1976 Nov 24: Philip Morris have now taken Thames TV before the UK High Court

1976 Nov 24: to June 1977 List of legal actions PM took against Thames TV

1976 Nov 29: Letters sent to Peter Taylor, by US medical specialist (Leo McMahon) in support of the program and his part in it, is now being copied and passed to Philip Morris. Also personal letters from the families of the 'cowboys' who had died. [A good sign that Thames and PM had come to some agreement, and that included co-operating on getting Taylor and his director — both of whom resigned shortly after]

    See also

1976 Dec 1: PM tells the High Court that its main aim in taking this action is to stop the program being shown in the USA.

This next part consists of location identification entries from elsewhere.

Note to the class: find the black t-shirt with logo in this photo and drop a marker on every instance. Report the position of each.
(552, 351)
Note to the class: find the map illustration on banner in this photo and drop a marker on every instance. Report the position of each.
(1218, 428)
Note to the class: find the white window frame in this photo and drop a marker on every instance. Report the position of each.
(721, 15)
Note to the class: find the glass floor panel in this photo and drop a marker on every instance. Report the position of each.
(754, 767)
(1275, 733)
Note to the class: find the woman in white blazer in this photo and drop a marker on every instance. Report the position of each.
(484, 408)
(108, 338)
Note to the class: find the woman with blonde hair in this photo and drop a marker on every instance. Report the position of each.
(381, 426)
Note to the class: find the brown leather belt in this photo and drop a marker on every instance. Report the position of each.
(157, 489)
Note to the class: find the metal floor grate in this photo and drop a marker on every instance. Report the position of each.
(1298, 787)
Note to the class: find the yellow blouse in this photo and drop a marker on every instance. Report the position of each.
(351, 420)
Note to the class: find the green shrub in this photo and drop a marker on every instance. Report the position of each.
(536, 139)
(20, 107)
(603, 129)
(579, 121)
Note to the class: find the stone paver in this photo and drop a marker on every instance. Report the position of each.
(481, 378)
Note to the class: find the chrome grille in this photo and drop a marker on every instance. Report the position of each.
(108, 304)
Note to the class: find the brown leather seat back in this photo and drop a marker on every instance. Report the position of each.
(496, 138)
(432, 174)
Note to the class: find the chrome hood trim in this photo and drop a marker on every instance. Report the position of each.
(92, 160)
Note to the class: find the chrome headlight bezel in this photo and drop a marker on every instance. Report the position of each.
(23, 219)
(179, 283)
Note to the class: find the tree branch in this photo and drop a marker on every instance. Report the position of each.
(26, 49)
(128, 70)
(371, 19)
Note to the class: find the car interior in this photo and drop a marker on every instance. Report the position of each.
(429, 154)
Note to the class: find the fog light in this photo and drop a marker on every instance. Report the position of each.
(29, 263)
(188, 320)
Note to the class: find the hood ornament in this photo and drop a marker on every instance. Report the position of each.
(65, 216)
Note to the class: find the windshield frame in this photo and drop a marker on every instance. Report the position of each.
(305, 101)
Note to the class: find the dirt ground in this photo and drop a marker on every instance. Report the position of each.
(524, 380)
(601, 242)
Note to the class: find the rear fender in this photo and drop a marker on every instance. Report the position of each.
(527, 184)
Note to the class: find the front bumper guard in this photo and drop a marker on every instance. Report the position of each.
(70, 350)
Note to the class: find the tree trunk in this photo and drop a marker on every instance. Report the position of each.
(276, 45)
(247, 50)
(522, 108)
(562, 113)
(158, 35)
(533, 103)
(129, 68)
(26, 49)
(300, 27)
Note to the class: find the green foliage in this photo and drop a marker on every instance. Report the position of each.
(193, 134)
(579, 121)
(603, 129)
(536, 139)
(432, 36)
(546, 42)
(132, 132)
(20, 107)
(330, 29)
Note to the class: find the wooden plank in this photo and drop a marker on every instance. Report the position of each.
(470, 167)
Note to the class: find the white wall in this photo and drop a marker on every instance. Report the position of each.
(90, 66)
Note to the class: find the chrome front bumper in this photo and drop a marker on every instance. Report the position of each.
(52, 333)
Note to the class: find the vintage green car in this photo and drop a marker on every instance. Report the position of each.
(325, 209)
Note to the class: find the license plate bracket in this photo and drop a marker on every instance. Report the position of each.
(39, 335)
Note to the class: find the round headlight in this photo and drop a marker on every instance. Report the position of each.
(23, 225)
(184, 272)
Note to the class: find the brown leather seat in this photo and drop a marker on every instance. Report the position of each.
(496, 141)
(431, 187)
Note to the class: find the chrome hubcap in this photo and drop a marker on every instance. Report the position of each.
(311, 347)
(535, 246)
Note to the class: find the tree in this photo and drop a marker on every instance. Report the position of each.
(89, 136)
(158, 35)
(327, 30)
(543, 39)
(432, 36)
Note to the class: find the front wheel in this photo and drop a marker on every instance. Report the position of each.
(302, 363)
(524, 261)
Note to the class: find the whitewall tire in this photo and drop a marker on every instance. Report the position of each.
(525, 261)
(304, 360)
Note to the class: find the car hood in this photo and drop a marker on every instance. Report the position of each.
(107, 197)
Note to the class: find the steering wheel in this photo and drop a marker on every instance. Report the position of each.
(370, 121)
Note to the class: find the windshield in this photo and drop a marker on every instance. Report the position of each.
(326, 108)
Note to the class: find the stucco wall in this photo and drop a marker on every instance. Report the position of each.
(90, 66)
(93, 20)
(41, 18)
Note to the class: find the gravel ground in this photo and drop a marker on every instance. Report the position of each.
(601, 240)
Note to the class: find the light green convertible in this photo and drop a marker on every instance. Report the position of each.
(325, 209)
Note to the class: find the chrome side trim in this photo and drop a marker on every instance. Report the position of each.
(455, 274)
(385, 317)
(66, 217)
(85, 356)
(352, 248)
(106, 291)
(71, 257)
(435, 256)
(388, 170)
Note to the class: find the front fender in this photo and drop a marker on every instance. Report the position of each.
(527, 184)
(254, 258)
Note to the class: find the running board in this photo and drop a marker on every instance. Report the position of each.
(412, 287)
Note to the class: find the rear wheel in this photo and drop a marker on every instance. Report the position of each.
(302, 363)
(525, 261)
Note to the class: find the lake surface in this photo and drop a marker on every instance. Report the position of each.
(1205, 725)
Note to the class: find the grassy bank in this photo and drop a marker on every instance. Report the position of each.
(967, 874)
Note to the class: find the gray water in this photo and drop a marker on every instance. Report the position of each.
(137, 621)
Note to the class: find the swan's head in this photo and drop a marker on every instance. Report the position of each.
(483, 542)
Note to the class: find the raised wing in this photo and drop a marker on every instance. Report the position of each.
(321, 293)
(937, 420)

1976 Dec 6: Lord Elwyn Jones, Lord Chancellor in the UK, issued a 'temporary restraining order. It was said that Thames then 'capitulated' [signing secret out-of-court settlement]

    See also

1976 Dec 10: The court has issued an injunction stopping Thames TV from further distributing the film. It was generally agreed by media commentators that Philip Morris and the tobacco industry had lost more than they'd won.

1977 May 18: At about this time Thames agreed to return to Philip Morris all sections of the company advertisements and all copies of the Philip Morris executives interviews.